What a horrible Catch-22.
The diagnosis appears to be, from the leak (I realize that isn't the whole picture) airspeed unreliable, pilots thus unaware of actual aircraft performance, and they must make a nose/pitch decision to control aircraft when X event happens. (Nose pitch up? Stall warning based on AoA? High speed warning from otto due to approaching? No, scratch that one, airspeed not reliable ... )
If you don't know your actual airspeed, you may change pitch in the wrong direction (see what the guy in Buffalo did a while back, wrong input to a stall scenario) as you either approach Mach limits, or you approach high speed stall. If you guess wrong in the corrective input, you make the situation worse. Hell of a coin to flip there, and not a lot of time to ponder.
Granted, maybe "pitch and power we had set a moment ago" is the proper response with a flurry of error reports and warning audio going off? But to get to that decision you have to figure out the first issue, that your airspeed (a triple redundant sytem and a primary performance indicator) has gone awry. How long does that take, what are the cues? Aside: Over at tech log sub forum, poster
takata has some interesting info on airspeed sensing failures from Airbus, a few years old.

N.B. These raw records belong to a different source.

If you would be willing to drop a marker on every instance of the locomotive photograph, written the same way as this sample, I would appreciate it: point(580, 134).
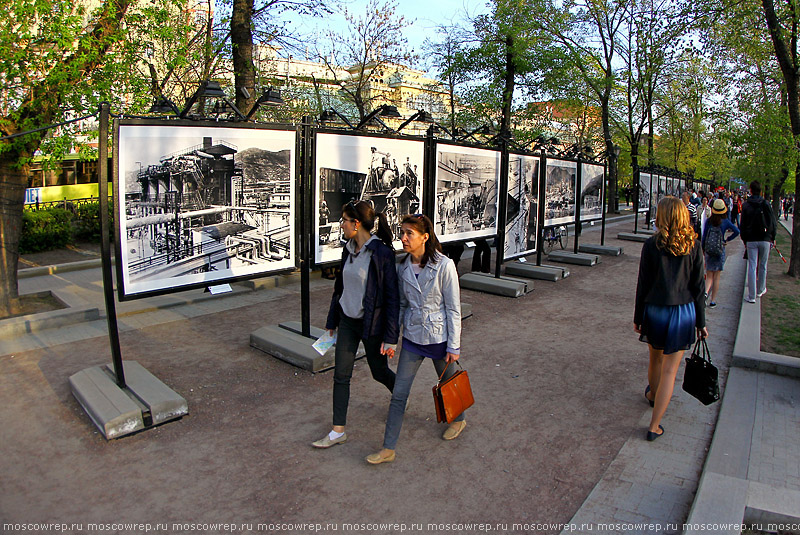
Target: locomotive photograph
point(522, 207)
point(559, 192)
point(591, 199)
point(202, 205)
point(466, 192)
point(385, 172)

Is task/sensory overload an issue? Someone at Tech Log mentioned the plethora of warnings and ECAMS messages for the Qantas A380 turbine disk loss ... were the gents in AF 447 similarly assaulted by a lot of warnings at once?
To top it off, you have no AoA indicator in the cockpit (do I have that right, in the A330, no AoA gage to read?). AoA gage might help you direct the attitude to set acceptable performance, while you sort out what is wrong with your airspeed sensing system.
AoA is the basis for some of the protections built into the various laws for Airbus flight control system, but pilots don't have an AoA gage.
Would having an AoA gage have been helpful to this crew, I wonder?